Munkácsy's salon paintings were highly marketable at this time. For these compositions, he made use of the interiors and visual world of his own mansion. By this time, the artist's lavishly furnished home had become a representative space: the weekly opened Munkácsy salon was a venue for soirées, receptions, and musical and dramatic performances, although it also provided a setting for the artist to introduce his latest works to a selected audience. His salon paintings offered a glimpse into an exclusive milieu: the artist's admirers and collectors enjoyed seeing his charming soirées committed to canvas and were delighted to take such works home with them - a kind of unique souvenir of the opulent world to which it was an honour even to be invited. This explains the enduring popularity of the salon paintings, as the simultaneous representation of both intimacy and worldliness.

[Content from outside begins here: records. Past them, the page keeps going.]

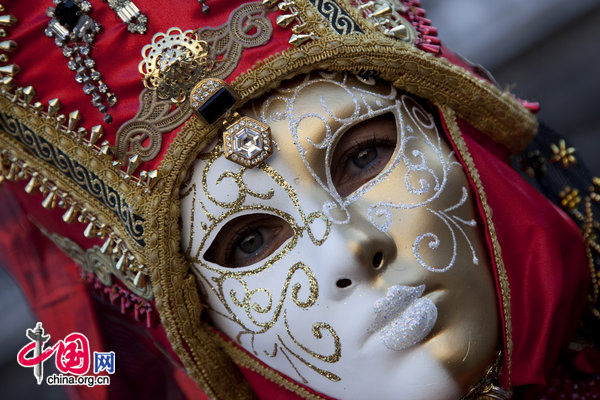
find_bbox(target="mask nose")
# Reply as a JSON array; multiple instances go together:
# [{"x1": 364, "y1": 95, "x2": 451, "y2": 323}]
[{"x1": 332, "y1": 216, "x2": 397, "y2": 289}]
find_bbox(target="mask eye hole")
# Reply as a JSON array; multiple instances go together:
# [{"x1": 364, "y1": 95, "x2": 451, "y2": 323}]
[
  {"x1": 331, "y1": 113, "x2": 397, "y2": 197},
  {"x1": 204, "y1": 213, "x2": 294, "y2": 268}
]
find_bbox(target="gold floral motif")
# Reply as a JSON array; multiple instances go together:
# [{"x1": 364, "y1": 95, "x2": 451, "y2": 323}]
[
  {"x1": 558, "y1": 186, "x2": 581, "y2": 210},
  {"x1": 441, "y1": 107, "x2": 513, "y2": 385},
  {"x1": 550, "y1": 139, "x2": 577, "y2": 169},
  {"x1": 182, "y1": 138, "x2": 341, "y2": 381},
  {"x1": 196, "y1": 2, "x2": 273, "y2": 82},
  {"x1": 138, "y1": 27, "x2": 212, "y2": 103}
]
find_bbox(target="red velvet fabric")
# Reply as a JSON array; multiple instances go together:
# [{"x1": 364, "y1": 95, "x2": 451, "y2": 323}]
[
  {"x1": 446, "y1": 117, "x2": 590, "y2": 392},
  {"x1": 0, "y1": 0, "x2": 589, "y2": 399},
  {"x1": 7, "y1": 0, "x2": 291, "y2": 170},
  {"x1": 0, "y1": 187, "x2": 207, "y2": 400}
]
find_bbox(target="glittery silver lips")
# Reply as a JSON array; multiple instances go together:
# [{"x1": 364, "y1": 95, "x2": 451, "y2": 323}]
[{"x1": 369, "y1": 285, "x2": 437, "y2": 350}]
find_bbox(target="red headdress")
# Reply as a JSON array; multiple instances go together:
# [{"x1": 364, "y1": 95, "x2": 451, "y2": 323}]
[{"x1": 0, "y1": 0, "x2": 597, "y2": 398}]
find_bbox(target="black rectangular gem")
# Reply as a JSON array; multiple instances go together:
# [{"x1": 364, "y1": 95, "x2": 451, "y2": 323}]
[{"x1": 198, "y1": 88, "x2": 235, "y2": 124}]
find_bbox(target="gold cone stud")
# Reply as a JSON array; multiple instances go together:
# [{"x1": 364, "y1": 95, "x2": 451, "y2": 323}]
[
  {"x1": 99, "y1": 140, "x2": 114, "y2": 157},
  {"x1": 115, "y1": 253, "x2": 127, "y2": 271},
  {"x1": 63, "y1": 204, "x2": 79, "y2": 224},
  {"x1": 277, "y1": 1, "x2": 291, "y2": 11},
  {"x1": 0, "y1": 40, "x2": 17, "y2": 53},
  {"x1": 6, "y1": 163, "x2": 19, "y2": 181},
  {"x1": 369, "y1": 5, "x2": 392, "y2": 18},
  {"x1": 67, "y1": 110, "x2": 81, "y2": 131},
  {"x1": 48, "y1": 99, "x2": 60, "y2": 118},
  {"x1": 127, "y1": 154, "x2": 141, "y2": 175},
  {"x1": 277, "y1": 12, "x2": 298, "y2": 28},
  {"x1": 25, "y1": 172, "x2": 40, "y2": 194},
  {"x1": 23, "y1": 86, "x2": 36, "y2": 104},
  {"x1": 42, "y1": 191, "x2": 57, "y2": 210},
  {"x1": 0, "y1": 64, "x2": 21, "y2": 76},
  {"x1": 148, "y1": 169, "x2": 158, "y2": 189},
  {"x1": 0, "y1": 14, "x2": 17, "y2": 26},
  {"x1": 133, "y1": 271, "x2": 144, "y2": 287},
  {"x1": 88, "y1": 125, "x2": 104, "y2": 146},
  {"x1": 289, "y1": 33, "x2": 313, "y2": 47},
  {"x1": 10, "y1": 87, "x2": 23, "y2": 103},
  {"x1": 83, "y1": 222, "x2": 96, "y2": 239},
  {"x1": 100, "y1": 238, "x2": 112, "y2": 254},
  {"x1": 386, "y1": 25, "x2": 410, "y2": 40},
  {"x1": 55, "y1": 114, "x2": 67, "y2": 129},
  {"x1": 33, "y1": 101, "x2": 44, "y2": 114},
  {"x1": 0, "y1": 76, "x2": 15, "y2": 93}
]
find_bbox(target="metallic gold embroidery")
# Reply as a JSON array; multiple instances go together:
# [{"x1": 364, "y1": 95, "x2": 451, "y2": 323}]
[
  {"x1": 0, "y1": 106, "x2": 144, "y2": 246},
  {"x1": 231, "y1": 33, "x2": 537, "y2": 152},
  {"x1": 117, "y1": 3, "x2": 273, "y2": 166},
  {"x1": 138, "y1": 28, "x2": 212, "y2": 103},
  {"x1": 36, "y1": 224, "x2": 153, "y2": 300},
  {"x1": 440, "y1": 107, "x2": 512, "y2": 385},
  {"x1": 182, "y1": 138, "x2": 341, "y2": 381},
  {"x1": 309, "y1": 0, "x2": 363, "y2": 35},
  {"x1": 550, "y1": 139, "x2": 577, "y2": 169},
  {"x1": 104, "y1": 0, "x2": 148, "y2": 34},
  {"x1": 461, "y1": 351, "x2": 512, "y2": 400},
  {"x1": 351, "y1": 0, "x2": 416, "y2": 43},
  {"x1": 116, "y1": 89, "x2": 191, "y2": 162},
  {"x1": 197, "y1": 2, "x2": 273, "y2": 79},
  {"x1": 215, "y1": 335, "x2": 323, "y2": 400}
]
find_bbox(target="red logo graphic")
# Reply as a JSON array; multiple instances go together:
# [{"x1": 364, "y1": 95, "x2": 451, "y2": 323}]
[{"x1": 17, "y1": 322, "x2": 90, "y2": 384}]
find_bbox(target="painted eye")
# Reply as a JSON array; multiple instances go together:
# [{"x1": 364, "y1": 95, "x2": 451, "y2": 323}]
[
  {"x1": 236, "y1": 230, "x2": 265, "y2": 254},
  {"x1": 352, "y1": 147, "x2": 378, "y2": 169},
  {"x1": 204, "y1": 213, "x2": 293, "y2": 268},
  {"x1": 331, "y1": 113, "x2": 397, "y2": 196}
]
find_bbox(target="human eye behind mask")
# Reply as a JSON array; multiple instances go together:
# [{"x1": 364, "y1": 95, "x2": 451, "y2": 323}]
[
  {"x1": 331, "y1": 113, "x2": 397, "y2": 197},
  {"x1": 204, "y1": 213, "x2": 293, "y2": 268}
]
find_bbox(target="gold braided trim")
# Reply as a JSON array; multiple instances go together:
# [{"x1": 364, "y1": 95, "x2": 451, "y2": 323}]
[
  {"x1": 0, "y1": 95, "x2": 148, "y2": 265},
  {"x1": 146, "y1": 119, "x2": 255, "y2": 400},
  {"x1": 232, "y1": 32, "x2": 537, "y2": 152},
  {"x1": 440, "y1": 107, "x2": 512, "y2": 385},
  {"x1": 213, "y1": 333, "x2": 323, "y2": 400}
]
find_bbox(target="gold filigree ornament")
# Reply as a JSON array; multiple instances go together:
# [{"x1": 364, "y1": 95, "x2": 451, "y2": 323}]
[{"x1": 138, "y1": 27, "x2": 213, "y2": 103}]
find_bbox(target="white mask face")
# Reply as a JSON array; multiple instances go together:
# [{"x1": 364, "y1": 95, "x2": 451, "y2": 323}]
[{"x1": 182, "y1": 73, "x2": 498, "y2": 399}]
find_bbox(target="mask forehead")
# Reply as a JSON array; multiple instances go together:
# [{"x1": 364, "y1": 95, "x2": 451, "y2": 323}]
[{"x1": 182, "y1": 74, "x2": 497, "y2": 398}]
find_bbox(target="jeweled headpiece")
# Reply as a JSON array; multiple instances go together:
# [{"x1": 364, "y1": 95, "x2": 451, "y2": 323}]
[{"x1": 0, "y1": 0, "x2": 596, "y2": 398}]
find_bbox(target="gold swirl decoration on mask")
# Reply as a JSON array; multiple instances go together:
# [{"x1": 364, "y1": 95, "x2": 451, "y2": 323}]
[
  {"x1": 182, "y1": 144, "x2": 341, "y2": 382},
  {"x1": 0, "y1": 0, "x2": 537, "y2": 398}
]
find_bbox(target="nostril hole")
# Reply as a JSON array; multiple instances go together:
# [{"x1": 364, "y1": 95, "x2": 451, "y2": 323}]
[
  {"x1": 335, "y1": 278, "x2": 352, "y2": 289},
  {"x1": 371, "y1": 251, "x2": 384, "y2": 269}
]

Depictions of reverie, featuring women or children dreaming, pensive, half-asleep, or slumbering, form a separate group among the intimate bourgeois genre paintings that were so fashionable in this period. Munkácsy, too, had a predilection for this theme, as did his French contemporary, James Tissot, who likewise became famous for works depicting the everyday lives of the French elite.
Munkácsy produced his salon paintings at the insistence of the art dealer Charles Sedelmeyer, a man with a remarkable flair for marketing, and – like the Christ paintings - they contributed to the construction of the Munkácsy brand. Most ended up overseas, acquired for famous private collections in America, many of them in New York.